How to Design Program Evaluation Surveys That Prove Impact and Secure Funding
A comprehensive guide to building program evaluation surveys using logic models, Theory of Change, and mixed-methods approaches to measure outcomes and demonstrate impact to funders.
How to Design Program Evaluation Surveys That Prove Impact and Secure Funding
Every program exists to create change. But whether you're running an after-school literacy initiative, a workforce development program, or a community health intervention, the question funders, boards, and stakeholders inevitably ask is: How do you know it's working?
Program evaluation surveys are the bridge between good intentions and demonstrable impact. When designed well, they don't just satisfy reporting requirements — they generate actionable insights that help you improve your program in real time, build a compelling case for continued funding, and scale what works.
This guide walks you through everything you need to design rigorous, practical program evaluation surveys — from grounding your evaluation in a logic model to choosing the right question types for measuring outcomes at every level.
Why Program Evaluation Surveys Matter More Than Ever
The landscape for nonprofits, educational institutions, and social programs has shifted dramatically. Funders no longer accept anecdotal evidence of impact. The W.K. Kellogg Foundation's Evaluation Handbook emphasizes that systematic evaluation is essential for organizational learning and accountability.
Here's what's at stake:
- Funding retention: 78% of institutional funders now require quantitative outcome data in grant reports
- Program improvement: Without measurement, you can't identify which components drive results
- Scaling decisions: Expansion requires evidence that your model works across contexts
- Stakeholder trust: Participants, communities, and partners deserve transparency about what's working
The CDC Framework for Program Evaluation identifies six essential steps: engage stakeholders, describe the program, focus the evaluation design, gather credible evidence, justify conclusions, and ensure use of findings. Your survey design touches every one of these steps.
Start with Your Logic Model
Before writing a single survey question, you need a clear logic model. A logic model is a visual representation of how your program's resources lead to activities, which produce outputs, which generate outcomes, and ultimately create impact.

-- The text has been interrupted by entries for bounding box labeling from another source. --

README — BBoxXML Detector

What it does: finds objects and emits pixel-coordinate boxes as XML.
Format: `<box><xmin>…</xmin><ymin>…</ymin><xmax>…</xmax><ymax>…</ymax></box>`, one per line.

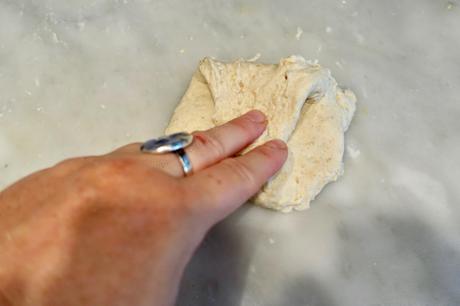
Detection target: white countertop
<box><xmin>0</xmin><ymin>0</ymin><xmax>460</xmax><ymax>306</ymax></box>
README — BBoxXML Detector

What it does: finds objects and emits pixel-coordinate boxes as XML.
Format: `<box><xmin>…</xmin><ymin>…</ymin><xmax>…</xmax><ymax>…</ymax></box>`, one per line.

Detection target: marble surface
<box><xmin>0</xmin><ymin>0</ymin><xmax>460</xmax><ymax>306</ymax></box>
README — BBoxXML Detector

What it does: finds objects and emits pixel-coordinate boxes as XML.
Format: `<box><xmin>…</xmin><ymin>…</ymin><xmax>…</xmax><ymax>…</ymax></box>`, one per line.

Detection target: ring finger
<box><xmin>115</xmin><ymin>110</ymin><xmax>267</xmax><ymax>177</ymax></box>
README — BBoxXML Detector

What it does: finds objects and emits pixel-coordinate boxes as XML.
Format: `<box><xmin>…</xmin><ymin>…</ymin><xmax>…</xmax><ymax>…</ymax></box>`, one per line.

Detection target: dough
<box><xmin>166</xmin><ymin>56</ymin><xmax>356</xmax><ymax>212</ymax></box>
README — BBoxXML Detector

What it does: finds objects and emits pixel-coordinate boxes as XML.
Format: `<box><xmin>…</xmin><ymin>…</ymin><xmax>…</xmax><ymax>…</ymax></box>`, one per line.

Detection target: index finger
<box><xmin>183</xmin><ymin>140</ymin><xmax>288</xmax><ymax>223</ymax></box>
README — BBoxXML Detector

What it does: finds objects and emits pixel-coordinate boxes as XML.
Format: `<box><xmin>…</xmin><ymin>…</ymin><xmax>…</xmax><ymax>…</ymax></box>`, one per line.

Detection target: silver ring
<box><xmin>141</xmin><ymin>132</ymin><xmax>193</xmax><ymax>176</ymax></box>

The W.K. Kellogg Foundation Logic Model Development Guide remains the gold standard framework. Here's how each component maps to survey design:
Inputs → Process Evaluation Questions
Inputs are your resources: staff, funding, materials, partnerships. Survey questions here assess whether resources were adequate and well-deployed.
Example questions:
- Scale (1-5): "How adequate were the resources and materials provided during the program?" (Strongly Inadequate to Strongly Adequate)
- Single choice: "Which program resource was most valuable to your experience?" (Mentorship sessions / Workshop materials / Online resources / Peer networking / Guest speakers)
Activities → Implementation Fidelity Questions
Activities are what your program actually does. Survey questions here verify that the program was delivered as designed.
Example questions:
- Scale (1-7): "How closely did the program sessions follow the described curriculum?" (Not at all closely to Extremely closely)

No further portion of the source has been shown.